AAPG Annual Convention and Exhibition

Datapages, Inc.Print this page

Benchmarking and Calibration of 3-D Geomechanical Models


When the stress state is unknown, regional orientations of the closest or most recent faults are used as a proxy. However in areas of complex faulting with presence of salt domes such assumptions results in misleading interpretations. Knowledge of stress orientations and magnitudes can be beneficial not just for drilling purposes but for considerations when evaluating options of matrix vs fracture injection. It is shown that building a 3D dynamic geomechanical model from only five wells of a deep water field, can give fair predictive results in which caliper analysis of a recently drilled well, shows breakouts nearly 90 degrees from the SHmax orientation calculated in the 3D model, corroborating the accuracy of stress predictions. Furthermore, contrary to what would be expected from geological observations, the SHmax orientation is not aligned with the dip azimuth of the nearby fault but rotated 50 degrees from it. Thus, the trajectory of an injector well can be oriented in a favorable direction requiring lower fracturing pressures for hydraulic fracturing operations and providing preferential sweep matrix injection towards the producer (i.e, minimizing water breakthrough risks). Separately from stress orientation and magnitude validation, shear deformation can be used as an extra parameter for calibration/benchmarking, something that is commonly overlooked in coupled fluid flow geomechanics modeling.

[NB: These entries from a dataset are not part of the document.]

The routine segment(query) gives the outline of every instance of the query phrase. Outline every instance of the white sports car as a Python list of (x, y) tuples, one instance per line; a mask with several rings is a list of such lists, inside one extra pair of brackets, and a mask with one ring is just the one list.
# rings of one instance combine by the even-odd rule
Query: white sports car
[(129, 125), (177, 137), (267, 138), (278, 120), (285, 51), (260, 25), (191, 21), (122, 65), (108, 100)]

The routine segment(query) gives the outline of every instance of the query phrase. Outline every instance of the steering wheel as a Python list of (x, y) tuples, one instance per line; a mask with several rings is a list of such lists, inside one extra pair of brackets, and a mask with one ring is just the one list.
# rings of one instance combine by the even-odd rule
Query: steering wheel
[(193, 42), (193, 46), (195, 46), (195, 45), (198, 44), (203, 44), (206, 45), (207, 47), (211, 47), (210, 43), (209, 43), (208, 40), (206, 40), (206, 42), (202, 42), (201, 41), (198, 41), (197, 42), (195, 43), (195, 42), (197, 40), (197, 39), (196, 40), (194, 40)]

By incorporating elasto-plastic rock behavior, the results showed predictions of shear deformation either at initial conditions (i.e., prior to depletion) or during subsequent injection periods and in locations that were also corroborated from 1D models. Another practical implication of this is that models can be calibrated to pre-production strain levels without the effort of restauration models. Thus a calibration processes require the modeler to assess how when the model outputs is affected by the model inputs and/or the input data, making 3D geomechanical modeling a predictive tool, rather than just a matching exercise of past events.